Redescendons vers le sud, Sanguësa occupe sur la rive gauche de l’Aragon le centre même d’une vaste plaine à peine élevée au-dessus des eaux. À plusieurs reprises la rivière grossie pénétra dans ses murs et la ravagea. Au XVe siècle, elle comptait parmi les cités les plus importantes de la Navarre ; les rois ne dédaignaient point d’y faire de longs séjours et la cour avec eux. Tout ce que l’art gothique, sur le point de finir et pressentant déjà la renaissance, imaginait de plus délicat, de plus capricieux, de plus fleuri, servait à décorer la demeure de ces hauts et puissans barons.

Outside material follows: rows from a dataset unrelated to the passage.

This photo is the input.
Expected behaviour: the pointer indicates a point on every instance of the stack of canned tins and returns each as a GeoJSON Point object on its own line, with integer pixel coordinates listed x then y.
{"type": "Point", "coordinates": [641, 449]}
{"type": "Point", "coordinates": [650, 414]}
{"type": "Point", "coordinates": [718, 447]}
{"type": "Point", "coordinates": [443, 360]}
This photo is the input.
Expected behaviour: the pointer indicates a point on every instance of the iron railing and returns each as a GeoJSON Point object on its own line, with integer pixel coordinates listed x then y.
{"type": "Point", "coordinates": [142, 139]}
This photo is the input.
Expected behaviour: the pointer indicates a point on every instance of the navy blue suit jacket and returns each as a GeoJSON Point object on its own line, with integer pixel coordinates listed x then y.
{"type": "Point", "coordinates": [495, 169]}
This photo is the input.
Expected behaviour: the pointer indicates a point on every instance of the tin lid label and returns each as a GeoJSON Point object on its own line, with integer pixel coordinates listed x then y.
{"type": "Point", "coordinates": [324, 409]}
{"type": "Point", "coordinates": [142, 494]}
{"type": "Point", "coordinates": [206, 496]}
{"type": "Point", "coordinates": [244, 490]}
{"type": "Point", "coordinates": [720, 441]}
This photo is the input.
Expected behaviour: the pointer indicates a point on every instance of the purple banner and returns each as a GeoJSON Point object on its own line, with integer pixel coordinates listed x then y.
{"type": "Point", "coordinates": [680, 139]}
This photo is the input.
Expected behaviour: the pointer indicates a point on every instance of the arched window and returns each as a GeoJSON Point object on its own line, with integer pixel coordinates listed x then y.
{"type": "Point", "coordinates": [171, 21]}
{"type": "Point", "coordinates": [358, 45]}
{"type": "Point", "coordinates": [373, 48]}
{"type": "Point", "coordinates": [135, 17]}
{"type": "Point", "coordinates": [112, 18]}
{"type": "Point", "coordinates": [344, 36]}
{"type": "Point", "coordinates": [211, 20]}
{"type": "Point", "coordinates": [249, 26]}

Maintenant plus de fêtes et plus de bruit : les cris de chasse, les chants après boire, les accords des hautbois et des théorbes se sont tus ; confiés à la garde d’un vieil intendant, les grands palais, sauvés des eaux, s’écroulent dans un abandon sinistre, plus funeste pour eux que le voisinage du fleuve ou l’action du temps, sans que jamais le maître indifférent qui les reçut en héritage daigne les visiter. Du reste les habitans, en ce qui les touche, prennent facilement leur parti de cette déchéance : n’ont-ils pas toujours pour se consoler leurs riches coteaux plantés de fructueux vignobles, et plus bas la plaine verte, la pastoriza, où, sur une étendue de plus de deux lieues carrées, leurs moutons paissent par milliers ?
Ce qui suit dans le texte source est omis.